Vandals attack synagogues in Russia

Unidentified attackers vandalized two synagogues in Russia on Friday, shattering windows at one and briefly setting a door ablaze at another in attacks that highlighted rising xenophobia and anti-Semitism in Russia. No one was reported injured. Russia's chief rabbi Berel Lazar said the Jewish community was shocked by the attacks, which happened hours before the Jewish New Year begins at sundown Friday.

"It's a pity that there are still some people who think they can solve their problems by hurling stones at holy buildings," Lazar said in a statement released by his office. "It's particularly sad that these incidents happened on the eve of the Jewish New Year.

If those who attacked the synagogues expected to scare Jews on those holy days, they have been mistaken."

In one pre-dawn attack on the synagogue in Khabarovsk, a city of 580,000 on the border with China, attackers shattered windows in the building which was empty at that hour, the regional department of the Interior Ministry said. A criminal investigation was launched into the attack.

Last summer, unidentified attackers spilled gasoline at the same synagogue's entrance and set it on fire. No one was hurt in that incident and there was no damage to the building. Police have failed to track down the perpetrators, the Interior Ministry's regional department said.
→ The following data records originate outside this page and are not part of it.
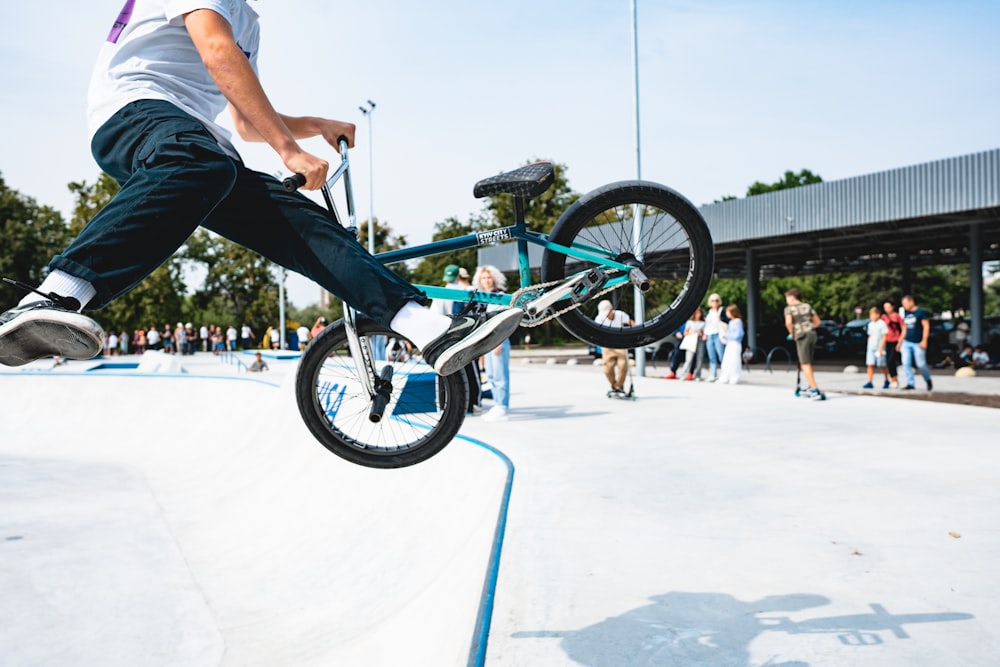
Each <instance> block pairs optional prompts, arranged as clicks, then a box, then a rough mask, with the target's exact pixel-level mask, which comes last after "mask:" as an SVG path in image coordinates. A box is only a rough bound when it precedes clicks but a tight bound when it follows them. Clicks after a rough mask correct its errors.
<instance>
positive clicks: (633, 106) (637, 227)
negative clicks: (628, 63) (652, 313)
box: [632, 0, 646, 376]
mask: <svg viewBox="0 0 1000 667" xmlns="http://www.w3.org/2000/svg"><path fill="white" fill-rule="evenodd" d="M637 4H638V0H632V99H633V107H634V112H635V177H636V178H637V179H640V180H641V179H642V150H641V144H640V142H639V12H638V7H637ZM632 237H633V252H634V253H635V255H636V259H638V260H639V261H640V262H641V261H642V259H643V257H642V255H643V248H642V207H641V206H637V207H636V210H635V217H634V218H633V220H632ZM632 289H633V294H634V301H635V309H634V312H633V313H632V319H633V320H635V322H636V324H641V323H642V322H644V321H645V319H646V313H645V308H644V307H643V306H644V304H643V300H642V299H643V296H642V291H641V290H640V289H639V288H638V287H633V288H632ZM635 372H636V374H637V375H640V376H644V375H645V374H646V349H645V348H644V347H642V346H641V345H640V346H639V347H637V348H636V349H635Z"/></svg>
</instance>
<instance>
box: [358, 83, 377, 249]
mask: <svg viewBox="0 0 1000 667" xmlns="http://www.w3.org/2000/svg"><path fill="white" fill-rule="evenodd" d="M358 108H359V109H361V113H363V114H364V115H365V118H367V119H368V252H369V253H371V254H373V255H374V254H375V176H374V174H375V169H374V163H373V161H372V155H373V151H372V114H374V113H375V103H374V102H372V101H371V100H367V101H366V104H365V105H362V106H359V107H358Z"/></svg>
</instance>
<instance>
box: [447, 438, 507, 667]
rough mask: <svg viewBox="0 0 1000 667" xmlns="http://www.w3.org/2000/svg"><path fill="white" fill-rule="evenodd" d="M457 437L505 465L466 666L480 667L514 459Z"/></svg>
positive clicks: (484, 648)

In another attack early Friday, unknown assailants threw a Molotov cocktail at a synagogue in the Volga River city of Astrakhan in southern Russia, setting its door ablaze. A guard at the building quickly put down the fire, the ITAR-Tass news agency quoted a district prosecutor Sergei Knizhnikov as saying.

A spokesman for the city police confirmed that the synagogue had been vandalized, saying that no one was hurt and refusing to give further details.

Russia has seen a marked rise in xenophobia and hate crimes in recent years that rights groups say is fueled in part by the authorities' reluctance to crack down on hate crimes and tackle growing nationalism. In an apparent response to such criticism, a man who burst into a Moscow synagogue last January and stabbed nine people with a hunting knife was sentenced to 16 years in prison last week.

Nationalist groups may have launched Friday's attacks to avenge Alexander Koptsev's conviction, said Alexander Brod, head of the Moscow Bureau for Human Rights, which monitors xenophobia and extremist groups.

"Radical nationalist circles were pained by the severe sentence handed down" to him, Brod said, according to the Interfax news agency. "The attacks on synagogues in Astrakhan and Khabarovsk are a response to this just sentence."